Sophisticated generics

This article was originally published in VSJ, which is now part of Developer Fusion.

Back in the April issue of VSJ I explained some of the problems inherent in the strongly typed implementation of generics in C#. It all boiled down to the simple fact that a generic needs to be vague about the type it is designed to operate on – otherwise it wouldn’t be generic – but this vagueness makes it almost impossible to use operators and methods that belong to the generic type used in practice.

My objection was that in practical terms this shortcoming makes it difficult (but not impossible) to write a generic method that adds together two generic types. This left some readers with the idea that I am in some way not a fan of generics, and that they should be avoided. In fact, my position is quite the reverse. I’m constantly amazed at how the careful use of generics, especially the new generic classes in the .NET 2.0 framework, can make a very difficult algorithm very easy to implement, and enable us either to avoid a great deal of work or having to cut corners without them.

Here we are not concentrating on generics as a way of implementing type-general algorithms, but on implementing complex data structures. This is the most common way that generics enter day-to-day programming, and if this isn’t how you think about generics then you might like to consider the following example.

The task

The starting point of this project was a simple utility that polled a list of resources to see if they were available – in this specific case the resources were servers and being “available” was that they responded to a ping – but you can easily see that this is a general situation. The utility polls at a fixed interval, but only writes event data if a server’s status changes. The EventLog is used to record the status via a custom log file.

This is all very simple, but now we come to the problem of processing and analysing the log. The difficulty is that the analysis program doesn’t know the number of monitored servers it is going to encounter when it reads through the log. Each time it reads a record it has to check to see if it has seen that particular server before. If it has then it simply adds the data to the existing list of records for that server. If it hasn’t then it has to initialise a new list and start recording data for that server.

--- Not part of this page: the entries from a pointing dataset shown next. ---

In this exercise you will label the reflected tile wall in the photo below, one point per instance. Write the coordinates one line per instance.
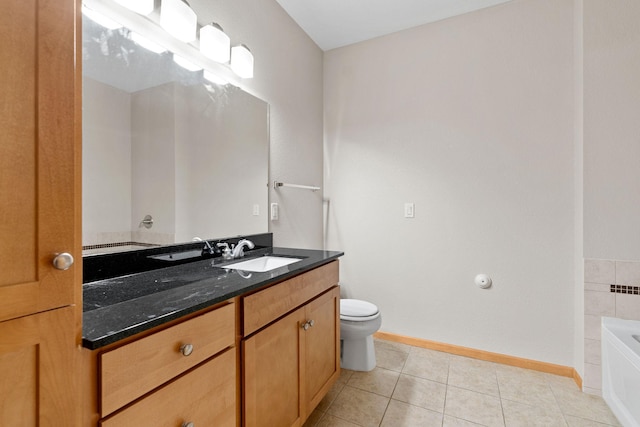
(602, 299)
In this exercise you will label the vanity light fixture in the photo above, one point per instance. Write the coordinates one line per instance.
(147, 44)
(214, 43)
(178, 19)
(214, 78)
(185, 63)
(142, 7)
(100, 18)
(242, 61)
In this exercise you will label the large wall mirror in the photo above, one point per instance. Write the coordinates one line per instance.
(161, 141)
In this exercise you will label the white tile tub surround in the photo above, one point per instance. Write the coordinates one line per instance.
(599, 301)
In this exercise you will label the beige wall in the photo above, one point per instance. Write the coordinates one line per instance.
(612, 129)
(288, 75)
(471, 119)
(106, 135)
(611, 35)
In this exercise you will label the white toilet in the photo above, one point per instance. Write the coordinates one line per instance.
(359, 320)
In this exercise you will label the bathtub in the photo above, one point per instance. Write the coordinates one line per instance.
(621, 369)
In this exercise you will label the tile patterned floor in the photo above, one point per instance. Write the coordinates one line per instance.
(416, 387)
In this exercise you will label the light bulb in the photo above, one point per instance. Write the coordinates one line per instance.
(178, 19)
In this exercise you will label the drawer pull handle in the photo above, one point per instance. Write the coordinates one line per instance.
(306, 325)
(186, 350)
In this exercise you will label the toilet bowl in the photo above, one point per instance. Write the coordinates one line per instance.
(359, 320)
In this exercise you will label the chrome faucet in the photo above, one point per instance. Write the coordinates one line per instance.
(238, 250)
(208, 249)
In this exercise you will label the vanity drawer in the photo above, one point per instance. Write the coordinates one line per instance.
(134, 369)
(267, 305)
(205, 396)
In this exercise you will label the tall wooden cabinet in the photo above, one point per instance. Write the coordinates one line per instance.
(39, 212)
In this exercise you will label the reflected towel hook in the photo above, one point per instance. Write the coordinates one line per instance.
(277, 184)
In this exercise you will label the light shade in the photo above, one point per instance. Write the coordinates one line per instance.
(178, 19)
(214, 78)
(100, 19)
(143, 7)
(214, 43)
(185, 63)
(146, 43)
(242, 61)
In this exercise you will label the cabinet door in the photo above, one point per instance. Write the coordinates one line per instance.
(39, 167)
(271, 374)
(322, 347)
(36, 367)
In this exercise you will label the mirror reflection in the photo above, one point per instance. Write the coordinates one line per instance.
(162, 143)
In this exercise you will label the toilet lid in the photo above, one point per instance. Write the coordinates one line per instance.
(357, 308)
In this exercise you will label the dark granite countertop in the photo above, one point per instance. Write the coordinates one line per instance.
(123, 306)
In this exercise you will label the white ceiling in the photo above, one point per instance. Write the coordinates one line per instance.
(337, 23)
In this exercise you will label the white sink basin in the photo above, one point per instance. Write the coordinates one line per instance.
(262, 264)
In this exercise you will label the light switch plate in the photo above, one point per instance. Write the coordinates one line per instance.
(409, 210)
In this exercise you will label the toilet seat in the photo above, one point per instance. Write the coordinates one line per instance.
(357, 310)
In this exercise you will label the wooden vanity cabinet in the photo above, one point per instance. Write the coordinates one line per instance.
(184, 373)
(293, 359)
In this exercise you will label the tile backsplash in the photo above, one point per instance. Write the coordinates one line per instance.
(612, 289)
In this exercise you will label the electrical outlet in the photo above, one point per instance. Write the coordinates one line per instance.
(409, 210)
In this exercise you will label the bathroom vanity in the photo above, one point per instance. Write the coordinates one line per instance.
(203, 345)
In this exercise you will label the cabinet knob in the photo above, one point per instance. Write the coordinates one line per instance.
(186, 350)
(306, 325)
(63, 261)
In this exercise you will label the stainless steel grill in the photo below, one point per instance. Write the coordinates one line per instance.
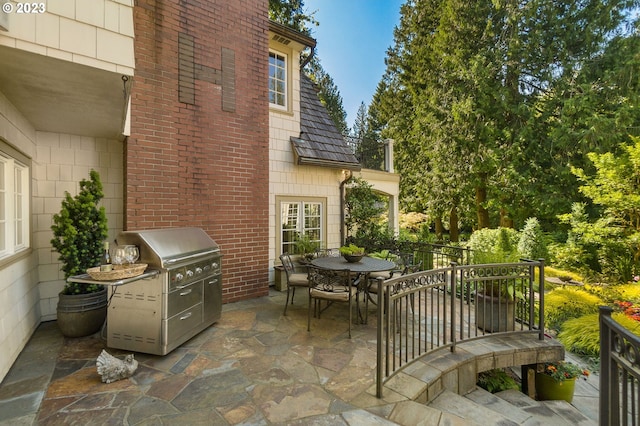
(157, 314)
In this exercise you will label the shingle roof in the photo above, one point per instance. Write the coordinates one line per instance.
(320, 143)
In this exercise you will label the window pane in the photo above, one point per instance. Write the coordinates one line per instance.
(3, 206)
(277, 79)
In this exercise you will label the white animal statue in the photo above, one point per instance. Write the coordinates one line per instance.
(112, 368)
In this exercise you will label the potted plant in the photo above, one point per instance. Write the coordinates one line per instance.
(352, 253)
(556, 380)
(496, 298)
(79, 231)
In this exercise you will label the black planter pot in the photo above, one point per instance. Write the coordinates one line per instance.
(82, 314)
(494, 314)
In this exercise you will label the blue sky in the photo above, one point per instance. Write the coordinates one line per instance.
(353, 38)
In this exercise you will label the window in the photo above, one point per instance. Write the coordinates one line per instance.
(301, 218)
(278, 80)
(14, 203)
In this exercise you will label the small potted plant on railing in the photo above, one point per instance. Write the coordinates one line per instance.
(352, 253)
(556, 380)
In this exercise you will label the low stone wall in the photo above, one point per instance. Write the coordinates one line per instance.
(423, 380)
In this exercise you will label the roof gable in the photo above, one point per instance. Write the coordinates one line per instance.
(320, 143)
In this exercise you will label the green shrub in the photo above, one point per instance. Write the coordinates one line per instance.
(562, 304)
(629, 292)
(582, 335)
(496, 381)
(550, 271)
(79, 231)
(494, 245)
(531, 244)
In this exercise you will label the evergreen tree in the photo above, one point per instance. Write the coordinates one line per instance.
(477, 96)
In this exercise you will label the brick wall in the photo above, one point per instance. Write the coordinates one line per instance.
(198, 154)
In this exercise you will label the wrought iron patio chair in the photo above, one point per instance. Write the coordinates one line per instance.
(294, 279)
(331, 286)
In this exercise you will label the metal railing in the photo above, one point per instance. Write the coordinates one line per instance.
(619, 372)
(428, 310)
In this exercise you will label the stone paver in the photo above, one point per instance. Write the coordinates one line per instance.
(255, 366)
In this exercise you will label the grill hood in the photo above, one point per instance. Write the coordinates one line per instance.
(164, 248)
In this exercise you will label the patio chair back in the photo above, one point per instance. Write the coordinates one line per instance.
(331, 286)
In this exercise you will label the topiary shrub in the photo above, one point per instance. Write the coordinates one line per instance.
(582, 335)
(531, 244)
(79, 232)
(562, 304)
(497, 245)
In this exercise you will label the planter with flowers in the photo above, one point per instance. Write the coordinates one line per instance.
(556, 380)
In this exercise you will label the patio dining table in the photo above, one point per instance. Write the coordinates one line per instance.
(362, 269)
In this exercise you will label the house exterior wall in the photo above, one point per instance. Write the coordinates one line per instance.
(199, 145)
(98, 34)
(286, 178)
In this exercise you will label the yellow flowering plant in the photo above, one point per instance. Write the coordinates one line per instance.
(563, 370)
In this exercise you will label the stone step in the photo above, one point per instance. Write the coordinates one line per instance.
(510, 407)
(471, 412)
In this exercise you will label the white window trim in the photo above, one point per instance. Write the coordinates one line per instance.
(287, 82)
(17, 211)
(280, 200)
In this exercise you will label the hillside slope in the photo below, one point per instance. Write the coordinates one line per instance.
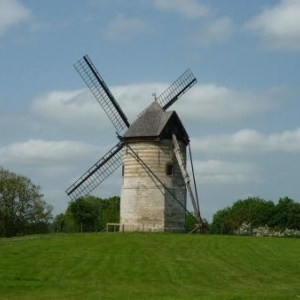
(149, 266)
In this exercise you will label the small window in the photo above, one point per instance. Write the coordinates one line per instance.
(169, 169)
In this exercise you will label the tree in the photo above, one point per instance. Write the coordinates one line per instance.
(22, 208)
(256, 212)
(88, 214)
(286, 214)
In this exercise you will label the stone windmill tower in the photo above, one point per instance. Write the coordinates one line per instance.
(152, 152)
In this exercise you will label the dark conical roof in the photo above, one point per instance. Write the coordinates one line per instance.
(155, 122)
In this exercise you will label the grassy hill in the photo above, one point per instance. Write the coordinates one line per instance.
(149, 266)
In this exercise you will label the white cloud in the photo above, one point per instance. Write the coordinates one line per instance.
(278, 26)
(123, 28)
(206, 102)
(210, 102)
(69, 107)
(12, 12)
(187, 8)
(214, 32)
(222, 172)
(250, 141)
(36, 151)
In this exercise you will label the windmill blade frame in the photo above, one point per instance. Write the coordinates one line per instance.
(95, 175)
(98, 87)
(176, 89)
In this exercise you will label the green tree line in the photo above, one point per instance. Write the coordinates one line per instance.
(257, 212)
(22, 207)
(88, 214)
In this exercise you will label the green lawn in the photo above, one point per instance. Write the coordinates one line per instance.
(149, 266)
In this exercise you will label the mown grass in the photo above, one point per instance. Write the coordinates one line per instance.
(149, 266)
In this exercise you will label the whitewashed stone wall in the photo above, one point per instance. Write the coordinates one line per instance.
(145, 203)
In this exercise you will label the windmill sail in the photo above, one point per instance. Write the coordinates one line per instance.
(98, 87)
(176, 89)
(97, 173)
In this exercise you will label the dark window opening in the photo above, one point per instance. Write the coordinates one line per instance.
(169, 169)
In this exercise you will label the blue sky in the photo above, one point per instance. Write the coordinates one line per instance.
(242, 115)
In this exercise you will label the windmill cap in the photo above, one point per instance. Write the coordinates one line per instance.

You can see that writing a program that scans the EventLog is a fairly standard sort of task that could be solved using an array of structs or something similar. The factors that make the task more difficult are that the number of arrays that you need, and the number of records each array has to store, isn’t known before you start the task – indeed it isn’t known until you finish the task.

There are a number of standard fixes to reduce this need for a dynamic data structures back to elementary data structures. For example, you can create a static data structure that is big with respect to the typical task and just refuse to process a log with more than so many servers or so many records. A slightly more flexible method is to pre-scan the log to discover the parameters needed to create a static data structure of the correct size. But pre-scanning doesn’t work if the log can grow while it is being analysed.

Generics to the rescue

There is no avoiding the fact that to do this job correctly we need a fairly sophisticated dynamic data structure, and this is where generics come in. Specifically it’s where the generic classes in System.Collections come in. The new generic Dictionary class provides the solution to the problem of dealing with a variable number of servers. The generic Dictionary uses a hash algorithm to store and retrieve values of any type based on a key of any type. The key has to be unique, and it’s easy to check that a key already does or does not exist. Thus the Dictionary is the ideal dynamic data structure to use to store an unknown number of items that have a unique key.

In this case we can use the server’s URL or IP address as a unique key. So we could create a Dictionary that can store the DateTime giving the time the server first came on using its address, as a string, as the key:

Dictionay<string,DateTime> records=
    new Dictionary<string,DateTime>();

We can add new item using:

records.Add(Address, timedata);

…where Address is a string variable giving the URL/IP address and timedata is a DateTime variable storing the time. This is efficient because a hash algorithm is used and storing and retrieving values scales linearly with the number of items stored.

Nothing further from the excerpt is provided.